In this work, a Bayesian data assimilation methodology for simultaneous estimation of channelized facies and petrophysical properties (e.g., permeability fields) is explored. Based on the work of Zhao et al. (2016a,b), common basis DCT is used for the parameterization of facies fields in order to achieve model feature extraction and reduce the inverse problem dimensionality. An iterative ensemble smoother method along with a post-processing technique are employed to simultaneously update the parameterized facies model, i.e., DCT coefficients, and the permeability values within each facies in order to match the reservoir production data. Two synthetic examples are designed and investigated to evaluate the performance of the proposed history matching workflow under different types of prior uncertainty. One example is a 2D three-facies reservoir with sinuous channels and the other example involves a 3D three-facies five-layer reservoir with two different geological zones. The computational results indicate that the posterior realizations calibrated by the proposed workflow are able to correctly estimate the key geological features and permeability distributions of the true model with good data match results. It is known that the reliability of prior models is essential in solving dynamic inverse problems for subsurface characterization.
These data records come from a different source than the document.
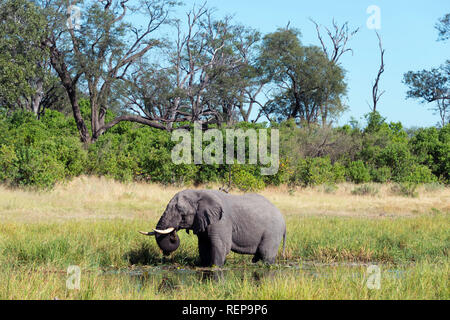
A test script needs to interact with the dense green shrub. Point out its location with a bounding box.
[0,109,450,189]
[347,160,370,184]
[370,166,392,183]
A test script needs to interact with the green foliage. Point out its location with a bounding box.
[392,182,419,198]
[231,165,265,192]
[289,157,343,186]
[347,160,370,184]
[0,110,450,190]
[352,184,379,196]
[0,112,86,188]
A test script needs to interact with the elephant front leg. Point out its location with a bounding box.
[198,233,212,267]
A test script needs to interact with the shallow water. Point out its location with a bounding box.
[101,261,412,292]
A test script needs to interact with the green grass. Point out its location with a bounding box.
[0,211,450,299]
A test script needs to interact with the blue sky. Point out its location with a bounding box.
[174,0,450,127]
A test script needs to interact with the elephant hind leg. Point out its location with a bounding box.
[253,234,279,264]
[252,251,262,263]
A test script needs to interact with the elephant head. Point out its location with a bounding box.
[140,190,223,255]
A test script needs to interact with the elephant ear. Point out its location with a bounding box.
[192,194,223,234]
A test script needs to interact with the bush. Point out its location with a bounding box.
[290,157,336,186]
[231,165,265,192]
[370,166,392,183]
[0,112,86,188]
[347,160,370,184]
[391,182,419,198]
[405,165,437,184]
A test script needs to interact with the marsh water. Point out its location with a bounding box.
[96,261,412,291]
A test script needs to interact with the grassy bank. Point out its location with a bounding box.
[0,178,450,299]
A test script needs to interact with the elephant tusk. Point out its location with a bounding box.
[139,231,155,236]
[153,228,175,234]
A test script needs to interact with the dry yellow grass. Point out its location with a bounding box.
[0,177,450,222]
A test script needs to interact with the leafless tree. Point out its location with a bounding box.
[371,32,385,112]
[310,18,359,126]
[42,0,173,143]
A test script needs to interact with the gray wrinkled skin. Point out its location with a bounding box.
[150,190,286,266]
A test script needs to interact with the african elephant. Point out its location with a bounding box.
[140,190,286,266]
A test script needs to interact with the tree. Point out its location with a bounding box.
[403,61,450,127]
[371,32,385,113]
[436,13,450,41]
[41,0,177,143]
[403,14,450,127]
[119,5,259,129]
[260,29,346,125]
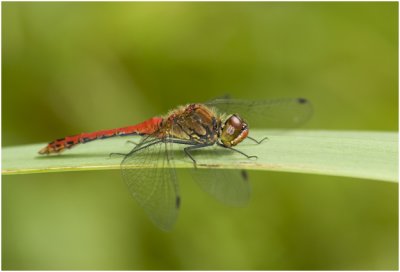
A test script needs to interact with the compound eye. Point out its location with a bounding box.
[225,115,243,130]
[221,114,248,147]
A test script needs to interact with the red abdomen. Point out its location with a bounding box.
[39,117,163,154]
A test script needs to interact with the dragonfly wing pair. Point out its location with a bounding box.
[121,136,180,231]
[121,136,250,231]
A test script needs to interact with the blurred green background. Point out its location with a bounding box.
[2,2,398,270]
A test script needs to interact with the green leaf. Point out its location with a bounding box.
[2,130,398,182]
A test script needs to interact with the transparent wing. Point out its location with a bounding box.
[205,98,313,128]
[192,146,251,207]
[121,137,180,231]
[193,168,251,207]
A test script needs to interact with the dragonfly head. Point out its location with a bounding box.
[220,114,249,147]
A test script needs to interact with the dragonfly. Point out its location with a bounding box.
[39,98,312,231]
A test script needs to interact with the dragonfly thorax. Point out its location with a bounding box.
[220,114,249,147]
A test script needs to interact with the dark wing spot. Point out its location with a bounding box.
[297,98,308,104]
[240,170,249,181]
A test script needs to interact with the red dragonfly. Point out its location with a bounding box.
[39,98,312,231]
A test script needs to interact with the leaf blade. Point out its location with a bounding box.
[2,129,398,182]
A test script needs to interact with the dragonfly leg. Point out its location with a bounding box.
[165,139,214,167]
[247,136,268,144]
[126,140,138,146]
[217,142,258,159]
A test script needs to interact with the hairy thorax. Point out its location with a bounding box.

However, the prior realizations are usually obtained using data from various sources with different level of uncertainty which results in great challenges in the history matching process. Thus in this paper, we investigate several particular cases regarding different prior uncertainties which include fluvial channels conditioned to uncertain hard data information or generated by diverse geological continuity models. The proposed methodology presents desirable robustness against these prior uncertainties that occur frequently in the practical applications.